The preference for relatively warmer temperatures also contributes to the prolific nature of Grindal Worms. Grindal Worms prefer temperatures in the range of 20 – 30 °C.
Grindal Worm Size
- Length: 7 mm
- Diameter: 0.5 mm
- Protein: 70%
- Fat: 14.5%
- Minerals: 5.5%
- Carbohydrates: 10%
Grindal Worm Culture
Grindal Worms can be cultured in a variety of containers. The container should allow air exchange but prevent other insects from contaminating the culture. Wooden boxes provide great moisture control and air exchange at the same time. However, plastic containers with ventilation holes can also be used. The opening of ventilation holes should not exceed 2 mm to prevent external contamination. An alternative method is to make a larger opening with a sponge or cloth stuffing.
Grindal Worms are cultured in a mixture of potting soil and peat moss with a 1:1 ratio. Only organic potting soil without chemical fertilizers should be used. The peat moss is used to aid in moisture retention. The pH of the culture media should be maintained at 6.8 – 7.2. If the culture is too acidic, either decrease the peat moss ratio or boil it before adding it to the mixture. The soil must be maintained moist at all times.
If the culture is too dry, Grindal Worms will start burrowing deep into the soil in search of moisture.
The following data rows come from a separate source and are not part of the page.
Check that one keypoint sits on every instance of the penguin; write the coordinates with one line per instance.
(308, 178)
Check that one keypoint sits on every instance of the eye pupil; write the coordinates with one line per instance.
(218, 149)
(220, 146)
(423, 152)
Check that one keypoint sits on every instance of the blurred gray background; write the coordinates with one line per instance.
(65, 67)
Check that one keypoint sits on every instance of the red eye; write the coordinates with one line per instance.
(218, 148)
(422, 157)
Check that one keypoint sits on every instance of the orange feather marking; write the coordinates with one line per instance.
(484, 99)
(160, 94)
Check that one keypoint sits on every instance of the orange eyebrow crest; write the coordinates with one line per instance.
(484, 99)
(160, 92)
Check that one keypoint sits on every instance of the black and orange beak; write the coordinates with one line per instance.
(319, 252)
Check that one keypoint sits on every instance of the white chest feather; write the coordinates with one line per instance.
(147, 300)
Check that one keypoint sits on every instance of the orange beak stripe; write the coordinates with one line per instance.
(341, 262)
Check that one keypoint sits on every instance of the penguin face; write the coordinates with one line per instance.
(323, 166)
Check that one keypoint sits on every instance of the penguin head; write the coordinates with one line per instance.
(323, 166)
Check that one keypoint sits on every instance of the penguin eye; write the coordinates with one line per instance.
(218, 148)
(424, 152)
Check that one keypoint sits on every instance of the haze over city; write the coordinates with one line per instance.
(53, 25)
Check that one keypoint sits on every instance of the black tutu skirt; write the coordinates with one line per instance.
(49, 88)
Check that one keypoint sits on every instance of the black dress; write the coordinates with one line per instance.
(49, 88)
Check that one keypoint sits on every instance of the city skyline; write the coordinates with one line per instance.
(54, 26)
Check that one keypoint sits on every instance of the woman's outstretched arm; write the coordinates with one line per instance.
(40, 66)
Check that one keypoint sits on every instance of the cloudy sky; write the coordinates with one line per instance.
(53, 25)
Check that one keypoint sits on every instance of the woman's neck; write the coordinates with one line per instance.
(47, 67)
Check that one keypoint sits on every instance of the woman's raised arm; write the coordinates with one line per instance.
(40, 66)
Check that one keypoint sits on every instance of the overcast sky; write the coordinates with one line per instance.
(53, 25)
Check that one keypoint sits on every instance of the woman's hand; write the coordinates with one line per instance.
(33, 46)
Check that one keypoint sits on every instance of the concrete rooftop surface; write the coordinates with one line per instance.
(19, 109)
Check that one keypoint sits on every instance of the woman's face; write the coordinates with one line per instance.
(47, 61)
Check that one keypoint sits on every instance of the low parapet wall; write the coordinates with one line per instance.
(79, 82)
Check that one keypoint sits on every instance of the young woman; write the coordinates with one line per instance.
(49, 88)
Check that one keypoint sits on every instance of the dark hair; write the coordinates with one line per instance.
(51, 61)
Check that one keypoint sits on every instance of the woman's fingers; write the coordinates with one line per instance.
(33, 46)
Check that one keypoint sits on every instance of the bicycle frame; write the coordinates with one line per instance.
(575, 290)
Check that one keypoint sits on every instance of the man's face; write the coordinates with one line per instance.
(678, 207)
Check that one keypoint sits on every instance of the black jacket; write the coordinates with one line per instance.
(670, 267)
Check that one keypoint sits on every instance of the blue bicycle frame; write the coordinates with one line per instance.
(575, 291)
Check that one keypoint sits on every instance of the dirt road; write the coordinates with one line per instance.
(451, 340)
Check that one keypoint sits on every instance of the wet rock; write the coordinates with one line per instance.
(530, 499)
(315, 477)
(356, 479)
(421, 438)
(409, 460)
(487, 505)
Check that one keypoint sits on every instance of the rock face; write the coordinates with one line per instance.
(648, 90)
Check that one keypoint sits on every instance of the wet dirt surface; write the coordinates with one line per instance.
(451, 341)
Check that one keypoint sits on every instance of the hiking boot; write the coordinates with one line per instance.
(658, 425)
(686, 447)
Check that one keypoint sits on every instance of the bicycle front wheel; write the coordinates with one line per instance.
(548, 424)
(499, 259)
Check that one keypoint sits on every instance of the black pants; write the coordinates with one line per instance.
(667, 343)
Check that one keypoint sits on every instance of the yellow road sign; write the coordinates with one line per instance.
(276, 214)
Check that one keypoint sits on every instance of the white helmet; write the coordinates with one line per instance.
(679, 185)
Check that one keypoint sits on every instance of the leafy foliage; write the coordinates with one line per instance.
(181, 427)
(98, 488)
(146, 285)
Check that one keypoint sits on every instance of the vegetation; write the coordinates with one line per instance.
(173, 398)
At this point, the growth and reproduction rate of Grindal Worms will drop significantly. If the culture is too wet, there will be a strong odor due to a lack of oxygen. Wet cultures are highly prone to crashing as well. The optimum soil humidity is 18 – 23%.
Alternative soil-less cultures include coconut fiber cultures and sponge cultures. In soil-less cultures, it is necessary to pay special attention to the moisture level. Grindal Worms should be provided with a constant food source to maintain peak production. However, at the same time, overfeeding must be avoided to maintain a healthy culture. Thus, small frequent feeding is the key. This rule holds true, especially for new cultures.
The following are some of the food that can be fed to Grindal Worms:
- Trout Feed
- Dry Cat Food
- Mashed Potato
- Mashed Carrot
- Mashed Banana
Harvest Grindal Worms
To harvest Grindal Worms, place a glass or mesh sheet on top of the food. This will make it possible to swipe the worms off the sheet as the Grindal Worms climb on it. Mature cultures should be harvested regularly to prevent overcrowding, which can lead to crashing. It is important to monitor and maintain a Grindal Worm culture regularly. The key to a healthy culture is identifying and addressing problems as quickly as possible.
Mites in Grindal Worm Culture
Some of the common issues with Grindal Worm cultures are mites and mold. Grindal Worm mites are very common, especially in cultures with a soil-based medium. While it can be difficult to eliminate mites in a soil-based culture completely, the mites population can be controlled effectively through various methods. While manually removing individual mites can be tedious, clumps of mite populations can be removed while congregating on a food source.
Another method of removing mites in Grindal Worm culture is temporarily flooding the entire culture. Mites can be effectively removed from the culture as they float on the water’s surface. For a culture with excessive mites, re-culturing may be a better option. While removing mites is sometimes necessary, the key is to control the population of mites by moisture control and preventing excessive food left over. To achieve a completely mite-free Grindal Worm culture, a soil-less culture is more realistic.
Another common issue with Grindal Worm culture is mold. Similarly to mites, mold can be controlled by moisture control and preventing excessive food left over.